For ten years, he was Director of Choral Activities at Bethany College and held the Elmer F. Pierson Distinguished Professorship in Music. As the conductor of the Bethany Choir, he reinvigorated the ensemble’s place in the Lutheran choral tradition and expanded its repertoire to include an intentional emphasis on works that celebrate the college’s Swedish and Lutheran identity. In addition to his conducting responsibilities, Mahraun taught private voice, choral conducting, voice pedagogy and literature, and aural skills. During that same time, he served as Music Director of the Bethany Oratorio Society. The renowned Society’s appearances during the annual Messiah Festival of the Arts consisted of performances of Handel’s Messiah on Palm Sunday and Easter, and Bach’s St. Matthew Passion on Good Friday. In his tenure as Music Director, Mahraun expanded the Society’s repertoire to include a performance of the complete Messiah in 2004. Through his efforts and training, the Society opened cuts to perform every chorus and the entire Gospel text in the Passion. His work with the Bethany Oratorio Society, along with sabbatical study with Bach maestra Kathy Saltzman Romey, inspired Mahraun’s 2016 Choral Journal article “‘What Language Shall I Borrow?’: Singing In Translation.”
He has served a church musician to congregations in Iowa, Colorado, Kansas, and Hawai‘i.
Mahraun earned a Bachelor of Music Education degree from Wartburg College, Master of Music degrees in conducting and performance from the University of Northern Iowa, and a Doctor of Musical Arts degree in the literature and performance of choral music from the University of Colorado at Boulder.

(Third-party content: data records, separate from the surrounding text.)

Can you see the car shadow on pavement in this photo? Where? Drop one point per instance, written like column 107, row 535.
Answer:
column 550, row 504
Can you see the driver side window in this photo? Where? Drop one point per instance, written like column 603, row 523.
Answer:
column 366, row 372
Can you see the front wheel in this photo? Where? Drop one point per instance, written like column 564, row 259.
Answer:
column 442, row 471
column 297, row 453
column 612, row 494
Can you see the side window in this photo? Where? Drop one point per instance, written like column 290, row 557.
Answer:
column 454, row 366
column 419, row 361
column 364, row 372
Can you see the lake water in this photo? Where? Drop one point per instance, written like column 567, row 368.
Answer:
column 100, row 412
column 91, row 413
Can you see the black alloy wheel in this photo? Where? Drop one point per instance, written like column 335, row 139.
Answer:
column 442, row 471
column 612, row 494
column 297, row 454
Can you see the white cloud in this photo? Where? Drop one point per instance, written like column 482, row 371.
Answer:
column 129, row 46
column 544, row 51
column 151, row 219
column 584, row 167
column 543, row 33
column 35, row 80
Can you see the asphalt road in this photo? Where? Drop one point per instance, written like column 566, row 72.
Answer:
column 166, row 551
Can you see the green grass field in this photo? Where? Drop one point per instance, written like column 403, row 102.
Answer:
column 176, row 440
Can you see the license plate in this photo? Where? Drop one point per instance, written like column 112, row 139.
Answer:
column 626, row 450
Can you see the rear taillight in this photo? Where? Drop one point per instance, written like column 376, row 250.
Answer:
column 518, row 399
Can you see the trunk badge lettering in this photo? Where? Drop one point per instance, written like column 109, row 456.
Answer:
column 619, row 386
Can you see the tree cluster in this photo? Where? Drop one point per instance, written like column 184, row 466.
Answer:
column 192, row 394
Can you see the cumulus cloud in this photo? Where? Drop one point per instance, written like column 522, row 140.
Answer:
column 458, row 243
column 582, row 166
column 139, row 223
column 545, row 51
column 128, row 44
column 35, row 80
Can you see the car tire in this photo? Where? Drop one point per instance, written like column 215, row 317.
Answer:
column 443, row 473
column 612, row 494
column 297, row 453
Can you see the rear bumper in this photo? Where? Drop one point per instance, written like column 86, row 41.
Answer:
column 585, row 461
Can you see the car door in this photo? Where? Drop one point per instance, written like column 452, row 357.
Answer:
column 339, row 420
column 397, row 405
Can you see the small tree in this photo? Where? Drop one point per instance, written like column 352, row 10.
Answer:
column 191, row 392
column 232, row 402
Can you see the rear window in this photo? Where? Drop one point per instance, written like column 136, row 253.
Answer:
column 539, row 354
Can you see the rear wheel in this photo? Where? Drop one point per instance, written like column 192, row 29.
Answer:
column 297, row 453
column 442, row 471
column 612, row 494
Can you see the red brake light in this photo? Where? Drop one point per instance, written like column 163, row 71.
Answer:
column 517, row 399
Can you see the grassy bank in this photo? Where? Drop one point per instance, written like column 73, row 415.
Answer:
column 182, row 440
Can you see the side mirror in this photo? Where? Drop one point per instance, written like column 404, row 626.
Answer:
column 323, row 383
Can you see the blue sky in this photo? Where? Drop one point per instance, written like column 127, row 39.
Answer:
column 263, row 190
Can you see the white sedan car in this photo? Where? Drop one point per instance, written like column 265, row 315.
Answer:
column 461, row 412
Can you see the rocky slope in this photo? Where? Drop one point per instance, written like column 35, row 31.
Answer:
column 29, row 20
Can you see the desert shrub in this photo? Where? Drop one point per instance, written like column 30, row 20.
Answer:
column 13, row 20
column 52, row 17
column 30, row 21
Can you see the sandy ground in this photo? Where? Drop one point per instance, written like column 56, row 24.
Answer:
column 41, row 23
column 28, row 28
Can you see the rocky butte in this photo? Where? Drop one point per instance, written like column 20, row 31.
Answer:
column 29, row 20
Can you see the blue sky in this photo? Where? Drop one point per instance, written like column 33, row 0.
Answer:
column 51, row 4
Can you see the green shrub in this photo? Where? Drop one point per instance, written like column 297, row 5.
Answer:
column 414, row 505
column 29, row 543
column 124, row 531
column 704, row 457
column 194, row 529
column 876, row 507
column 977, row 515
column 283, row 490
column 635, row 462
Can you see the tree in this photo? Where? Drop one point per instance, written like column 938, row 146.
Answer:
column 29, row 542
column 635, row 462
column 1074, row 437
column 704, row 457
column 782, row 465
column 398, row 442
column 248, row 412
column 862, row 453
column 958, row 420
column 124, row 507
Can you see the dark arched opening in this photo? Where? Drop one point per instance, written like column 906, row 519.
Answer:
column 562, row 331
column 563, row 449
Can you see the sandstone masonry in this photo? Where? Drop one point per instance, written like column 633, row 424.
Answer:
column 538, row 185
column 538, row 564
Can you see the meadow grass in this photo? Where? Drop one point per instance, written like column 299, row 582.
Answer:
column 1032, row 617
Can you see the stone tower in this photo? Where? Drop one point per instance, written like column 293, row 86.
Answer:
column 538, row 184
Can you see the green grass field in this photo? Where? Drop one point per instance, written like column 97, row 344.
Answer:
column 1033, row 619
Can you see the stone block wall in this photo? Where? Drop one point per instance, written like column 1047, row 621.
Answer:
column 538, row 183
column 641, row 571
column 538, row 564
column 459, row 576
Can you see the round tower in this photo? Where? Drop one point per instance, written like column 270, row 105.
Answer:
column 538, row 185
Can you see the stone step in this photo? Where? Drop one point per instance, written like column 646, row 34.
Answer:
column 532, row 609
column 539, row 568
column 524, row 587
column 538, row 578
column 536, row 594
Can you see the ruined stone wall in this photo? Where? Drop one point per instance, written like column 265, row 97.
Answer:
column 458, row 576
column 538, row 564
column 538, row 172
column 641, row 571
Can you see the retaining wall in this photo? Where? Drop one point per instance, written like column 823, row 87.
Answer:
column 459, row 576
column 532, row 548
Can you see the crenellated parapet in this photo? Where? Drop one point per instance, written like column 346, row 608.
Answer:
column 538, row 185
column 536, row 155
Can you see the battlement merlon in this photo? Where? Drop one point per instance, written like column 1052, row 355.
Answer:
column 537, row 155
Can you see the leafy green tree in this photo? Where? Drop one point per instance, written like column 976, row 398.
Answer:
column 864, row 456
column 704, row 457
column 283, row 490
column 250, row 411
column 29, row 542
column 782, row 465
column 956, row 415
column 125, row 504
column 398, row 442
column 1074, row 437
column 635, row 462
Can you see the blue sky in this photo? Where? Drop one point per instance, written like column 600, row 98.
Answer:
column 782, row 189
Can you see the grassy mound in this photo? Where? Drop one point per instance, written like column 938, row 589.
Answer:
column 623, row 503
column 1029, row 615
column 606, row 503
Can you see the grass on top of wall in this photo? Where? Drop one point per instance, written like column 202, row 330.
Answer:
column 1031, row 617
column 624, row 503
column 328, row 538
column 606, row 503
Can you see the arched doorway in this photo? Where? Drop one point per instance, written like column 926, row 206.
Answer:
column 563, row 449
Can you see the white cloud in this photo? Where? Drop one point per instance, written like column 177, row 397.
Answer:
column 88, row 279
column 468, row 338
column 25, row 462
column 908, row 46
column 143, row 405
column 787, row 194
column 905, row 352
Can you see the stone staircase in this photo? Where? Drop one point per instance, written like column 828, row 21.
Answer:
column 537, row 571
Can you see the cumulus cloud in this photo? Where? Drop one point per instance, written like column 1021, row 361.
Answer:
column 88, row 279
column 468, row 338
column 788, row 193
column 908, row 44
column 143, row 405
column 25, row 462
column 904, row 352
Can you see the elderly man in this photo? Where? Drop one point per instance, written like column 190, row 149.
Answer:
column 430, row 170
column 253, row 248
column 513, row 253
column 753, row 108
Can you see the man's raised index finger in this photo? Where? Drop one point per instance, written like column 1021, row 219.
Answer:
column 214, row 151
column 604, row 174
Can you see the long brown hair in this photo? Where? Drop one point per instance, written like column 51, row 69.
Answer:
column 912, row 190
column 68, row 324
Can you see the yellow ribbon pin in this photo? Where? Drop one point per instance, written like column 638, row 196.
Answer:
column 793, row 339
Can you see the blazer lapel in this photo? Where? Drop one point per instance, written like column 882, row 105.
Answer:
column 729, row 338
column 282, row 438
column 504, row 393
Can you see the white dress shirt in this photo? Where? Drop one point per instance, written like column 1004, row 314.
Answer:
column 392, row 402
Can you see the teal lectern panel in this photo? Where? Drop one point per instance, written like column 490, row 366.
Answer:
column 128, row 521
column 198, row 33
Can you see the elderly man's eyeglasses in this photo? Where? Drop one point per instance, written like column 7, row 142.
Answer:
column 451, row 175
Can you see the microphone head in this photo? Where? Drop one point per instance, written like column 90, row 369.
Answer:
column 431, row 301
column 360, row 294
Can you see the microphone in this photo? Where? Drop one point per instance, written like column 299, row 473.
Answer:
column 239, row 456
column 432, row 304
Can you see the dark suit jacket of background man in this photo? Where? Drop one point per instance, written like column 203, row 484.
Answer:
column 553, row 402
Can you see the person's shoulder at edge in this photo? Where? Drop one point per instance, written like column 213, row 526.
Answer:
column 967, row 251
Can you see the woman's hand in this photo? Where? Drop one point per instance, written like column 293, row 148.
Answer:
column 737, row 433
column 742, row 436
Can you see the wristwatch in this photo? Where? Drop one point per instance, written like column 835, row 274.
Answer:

His major professors in the choral area have included Joan Catoni Conlon, Lawrence Kaptein, Bruce Chamberlain and Paul Torkelson. Mahraun has also done post-doctoral work through summer study with Peter Phillips in Renaissance repertoire and performance practice, and sabbatical research with Kathy Saltzman Romey on Bach’s St. Matthew Passion, and with Philip Brunelle in choral techniques and the music of Swedish composers.
Mahraun maintains an active interest in the editing and arranging of music for choirs, including music published by MorningStar Music.
His previous choral singing has included work under the batons of Duain Wolfe, Marin Alsop, Peter Phillips and JanJoost van Elburg. In addition to frequent recitals as a lyric baritone soloist, Mahraun’s credits include professional productions of La Bohème with the Sioux City (Ia.) Symphony; The Magic Flute and Don Giovanni with the Quad-City (Ia./Ill.) Mozart Festival under conductor David Rayl. His concert and oratorio performances have included performances of Mahler’s Rückert-Lieder and Vaughan Williams’ Willow-wood with the College of St. Benedict-St. John University Symphony, as well as performances of Messiah, various Bach cantatas, and Fauré’s Requiem.
His vocal training has included study with Julie Simson and Jean McDonald, and coaching with Håkan Hagegård, Ghislaine Morgan, and the late Miguel Pinto.